There are probably 25-30 recipes in the book, nearly all of them are of Italian origin. Typically, they come near the end of each chapter. However, there are sometimes two recipes in a chapter. And some, don’t have any. I would describe it this way, there is some sort of anecdotal story about a period of his life ended by the recipe involved in the anecdote.

How to be kind here? Let’s just say that unless you are a Stanley Tucci fan, this book is pretty much a train wreck. It very roughly follows his life from childhood to current day. Knowing nothing about him, the book cuts right into some situation where he talks about food and then usually punctuated by a recipe. It jumps back and forth in time with unfamiliar characters after about the first third of the book.

I suppose part of my irritation of the book is that I certainly didn’t appreciate the politics whitewashed throughout the book. I would characterized him as New York City liberal turned ex-patriate feigns interest in traditional dishes. He does talk both about Thanksgiving and the Fourth of July with what feels like contempt. I get it to a degree, you like what you like but why bring it up at all?

I started out enjoying the first third of the book.
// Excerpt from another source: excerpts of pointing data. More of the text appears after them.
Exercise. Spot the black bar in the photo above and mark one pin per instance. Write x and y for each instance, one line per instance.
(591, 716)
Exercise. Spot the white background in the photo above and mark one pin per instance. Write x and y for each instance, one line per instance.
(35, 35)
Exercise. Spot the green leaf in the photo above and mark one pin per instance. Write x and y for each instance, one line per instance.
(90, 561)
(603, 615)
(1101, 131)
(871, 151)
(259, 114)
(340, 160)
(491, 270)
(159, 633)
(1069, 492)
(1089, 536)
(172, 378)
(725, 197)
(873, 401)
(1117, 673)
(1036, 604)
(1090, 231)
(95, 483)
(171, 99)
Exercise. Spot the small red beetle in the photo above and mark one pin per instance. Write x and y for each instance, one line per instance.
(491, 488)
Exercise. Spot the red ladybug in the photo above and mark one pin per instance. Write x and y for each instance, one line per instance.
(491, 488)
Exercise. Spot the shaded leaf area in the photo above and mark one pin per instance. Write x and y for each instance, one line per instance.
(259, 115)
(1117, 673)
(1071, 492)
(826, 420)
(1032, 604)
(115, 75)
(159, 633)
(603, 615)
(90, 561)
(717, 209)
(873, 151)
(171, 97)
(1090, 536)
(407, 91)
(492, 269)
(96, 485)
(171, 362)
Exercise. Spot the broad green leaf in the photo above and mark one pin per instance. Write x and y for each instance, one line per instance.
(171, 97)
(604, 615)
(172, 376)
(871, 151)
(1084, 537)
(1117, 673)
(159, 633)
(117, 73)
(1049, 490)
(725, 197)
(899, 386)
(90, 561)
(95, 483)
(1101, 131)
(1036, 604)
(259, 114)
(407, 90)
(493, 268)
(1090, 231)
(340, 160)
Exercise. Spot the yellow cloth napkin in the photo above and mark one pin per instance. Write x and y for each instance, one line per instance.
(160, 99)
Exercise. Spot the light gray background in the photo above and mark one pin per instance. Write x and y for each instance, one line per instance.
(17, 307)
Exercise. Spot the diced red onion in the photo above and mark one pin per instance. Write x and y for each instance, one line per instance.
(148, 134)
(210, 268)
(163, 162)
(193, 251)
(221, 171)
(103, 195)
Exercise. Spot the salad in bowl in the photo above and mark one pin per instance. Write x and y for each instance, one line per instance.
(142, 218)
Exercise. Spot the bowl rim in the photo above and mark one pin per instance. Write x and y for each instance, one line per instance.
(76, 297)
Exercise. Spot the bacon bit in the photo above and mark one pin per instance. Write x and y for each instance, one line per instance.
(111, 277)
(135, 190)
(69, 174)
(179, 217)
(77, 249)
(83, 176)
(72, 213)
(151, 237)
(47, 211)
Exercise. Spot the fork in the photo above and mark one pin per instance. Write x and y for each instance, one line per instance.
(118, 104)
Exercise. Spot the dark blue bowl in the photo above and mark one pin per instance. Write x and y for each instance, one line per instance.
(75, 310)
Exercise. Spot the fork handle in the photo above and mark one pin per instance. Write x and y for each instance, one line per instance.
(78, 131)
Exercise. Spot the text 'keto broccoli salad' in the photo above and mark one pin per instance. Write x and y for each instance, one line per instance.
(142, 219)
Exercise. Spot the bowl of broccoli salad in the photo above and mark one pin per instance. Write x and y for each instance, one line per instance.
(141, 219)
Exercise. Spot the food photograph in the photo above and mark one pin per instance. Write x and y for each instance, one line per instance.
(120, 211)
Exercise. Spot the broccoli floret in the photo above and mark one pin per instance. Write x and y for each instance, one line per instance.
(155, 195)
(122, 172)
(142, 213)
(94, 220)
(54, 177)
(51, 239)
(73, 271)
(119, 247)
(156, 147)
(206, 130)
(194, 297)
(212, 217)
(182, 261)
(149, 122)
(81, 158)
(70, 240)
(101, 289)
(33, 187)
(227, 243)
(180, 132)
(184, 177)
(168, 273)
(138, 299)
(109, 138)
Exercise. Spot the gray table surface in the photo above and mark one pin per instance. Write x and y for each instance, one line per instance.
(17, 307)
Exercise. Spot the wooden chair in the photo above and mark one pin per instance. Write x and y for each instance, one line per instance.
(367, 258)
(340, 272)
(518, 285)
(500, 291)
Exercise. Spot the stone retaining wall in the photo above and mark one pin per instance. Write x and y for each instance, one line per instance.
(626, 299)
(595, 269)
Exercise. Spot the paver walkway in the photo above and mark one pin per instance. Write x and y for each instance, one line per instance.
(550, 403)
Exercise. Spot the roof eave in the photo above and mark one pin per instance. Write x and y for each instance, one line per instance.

These were largely about the nostalgia of childhood and certainly more innocent and varied. The recipes were interpretations of memories. After that, the book turned into a wandering, food triggered grab bag.

He seems to have a propensity to talk about restaurants that no longer exist. It is written as if it is still available until you read the entire story and then there is a footnote that this is now closed. I think it could have been written in a more agnostic fashion such as “the best XXXX I ever had was at YYYY” and not “Go to YYYY on ZZZZ for XXXX *It is now closed”. I guess for me, New York City or Sicily is just as foreign as the moon so I don’t feel the need to follow all of his restaurant suggestions. Nor would I expect something from the 1980s to even be available 30-40 years later.

It is not that often that I am this critical about something. I personally give this a ‘not recommended’ because the book was expensive at $25, boorish and just too neurotic for me. But, to each his own.

End Your Programming Routine: Stanley bills himself a foodie. I can respect and appreciate that. It is clear that he strongly leans towards Italian food which is way more diverse that the Olive Garden menu. I am not a big pasta person at all, so I can appreciate recipes that go deeper into the cuisine than what everybody knows. We are brother’s in that respect.